He left that place and went to the region of Judea and beyond the Jordan. And crowds again gathered around him; and, as was his custom, he again taught them. Some Pharisees came, and to test him they asked, ‘Is it lawful for a man to divorce his wife?’ He answered them, ‘What did Moses command you?’ They said, ‘Moses allowed a man to write a certificate of dismissal and to divorce her.’ But Jesus said to them, ‘Because of your hardness of heart he wrote this commandment for you. But from the beginning of creation, “God made them male and female.” “For this reason a man shall leave his father and mother and be joined to his wife, and the two shall become one flesh.” So they are no longer two, but one flesh. Therefore what God has joined together, let no one separate.’ Then in the house the disciples asked him again about this matter. He said to them, ‘Whoever divorces his wife and marries another commits adultery against her; and if she divorces her husband and marries another, she commits adultery.’
How often we approach this text by asking the very same question – ‘Teacher, am I allowed to divorce my spouse?’ ‘Teacher, can a divorced person serve in (whatever) capacity in the Church?’
All the while, we miss the deeper message Jesus is giving us. Asking, ‘is it lawful?’ implies our desire to do the wrong thing if we can get away with it.
Jesus instead points us to the purpose of marriage – or of any human relationship. He takes us to the beginning: how did this start? Why are you in this relationship? Is it because of what you can get out of it, is it because of how you can use others to your own advantage, or do you really want to become ‘one flesh’ with the other? Are you so fascinated by your spouse, your friend, your community, that you want to spend the rest of your life building this relationship? Are you so invested in the relationship, that you will use any opportunity to encourage, to nurture, to grow, to pray for, to comfort, to help, to do whatever it takes to help the other in becoming the best version of themselves they possibly can?
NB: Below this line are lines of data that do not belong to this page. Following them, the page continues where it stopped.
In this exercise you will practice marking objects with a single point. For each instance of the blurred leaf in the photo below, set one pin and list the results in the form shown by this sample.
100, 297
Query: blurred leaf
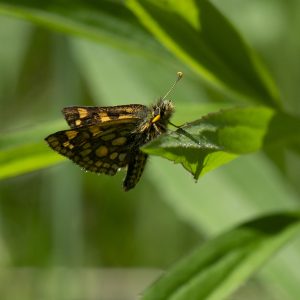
221, 265
205, 40
108, 22
217, 138
26, 151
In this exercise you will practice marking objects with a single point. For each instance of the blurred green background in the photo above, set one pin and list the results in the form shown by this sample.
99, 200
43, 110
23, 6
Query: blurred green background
66, 234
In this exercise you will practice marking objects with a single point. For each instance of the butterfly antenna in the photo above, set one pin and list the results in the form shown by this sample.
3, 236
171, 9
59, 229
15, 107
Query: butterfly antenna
179, 76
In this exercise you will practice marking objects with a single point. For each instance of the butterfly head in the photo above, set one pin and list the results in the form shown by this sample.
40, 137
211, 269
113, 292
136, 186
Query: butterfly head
162, 111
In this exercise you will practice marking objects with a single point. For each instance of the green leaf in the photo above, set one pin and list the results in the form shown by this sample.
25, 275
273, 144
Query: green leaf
217, 138
221, 265
206, 41
108, 22
26, 151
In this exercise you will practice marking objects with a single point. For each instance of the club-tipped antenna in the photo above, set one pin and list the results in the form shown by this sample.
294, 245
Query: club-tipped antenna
179, 76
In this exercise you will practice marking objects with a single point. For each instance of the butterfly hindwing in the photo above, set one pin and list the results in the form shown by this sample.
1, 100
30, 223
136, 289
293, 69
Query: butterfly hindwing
103, 148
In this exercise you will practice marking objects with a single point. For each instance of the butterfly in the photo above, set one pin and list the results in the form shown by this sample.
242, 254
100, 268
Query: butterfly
106, 139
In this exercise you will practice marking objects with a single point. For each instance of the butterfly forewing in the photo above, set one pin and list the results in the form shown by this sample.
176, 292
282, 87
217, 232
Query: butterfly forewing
79, 116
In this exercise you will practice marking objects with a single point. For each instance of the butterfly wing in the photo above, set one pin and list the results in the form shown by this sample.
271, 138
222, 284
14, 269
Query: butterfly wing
102, 148
79, 116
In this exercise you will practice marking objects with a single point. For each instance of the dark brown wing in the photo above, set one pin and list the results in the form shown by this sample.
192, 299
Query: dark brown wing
79, 116
102, 148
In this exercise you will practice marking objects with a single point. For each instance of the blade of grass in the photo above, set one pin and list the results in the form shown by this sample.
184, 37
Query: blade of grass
221, 265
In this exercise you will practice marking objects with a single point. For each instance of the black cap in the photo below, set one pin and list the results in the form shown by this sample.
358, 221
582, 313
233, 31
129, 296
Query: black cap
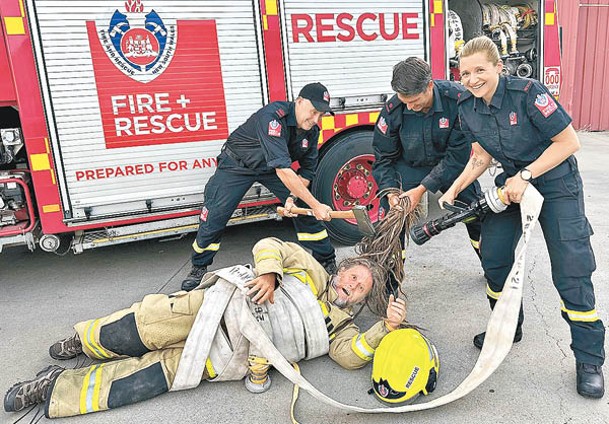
317, 94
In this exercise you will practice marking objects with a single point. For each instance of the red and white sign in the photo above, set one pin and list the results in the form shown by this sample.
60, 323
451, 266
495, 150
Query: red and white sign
551, 79
148, 96
346, 27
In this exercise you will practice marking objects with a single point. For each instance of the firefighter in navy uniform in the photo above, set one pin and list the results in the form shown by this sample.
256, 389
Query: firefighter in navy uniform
262, 150
418, 145
518, 122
We are not being unfaithful only when we trespass the boundaries of a relationship, or when we break our bonds. We are unfaithful whenever we stop investing in the other person; whenever we take the other for granted; whenever we look to our own interests, and rights, and wishes, instead of the other’s.
Marriage, and every human relationship, is an opportunity to help turn another person into the image of Christ. We get to play a part in the process that builds daughters and sons of God! Are you ready to forget yourself, and give yourself completely for the other?
Jesus didn’t just ask that of us; on the Cross, he showed us what love looks like. He showed us that no price is too high – that being part in the process of transforming eternal souls is worth any effort.
God of love, teach us to see the other with your eyes. Teach us to realise what an opportunity it is to invest in building each other up, what a privilege it is to build the image of Christ in the heart of another, help us to be the heart of Christ loving one another in your name. Amen.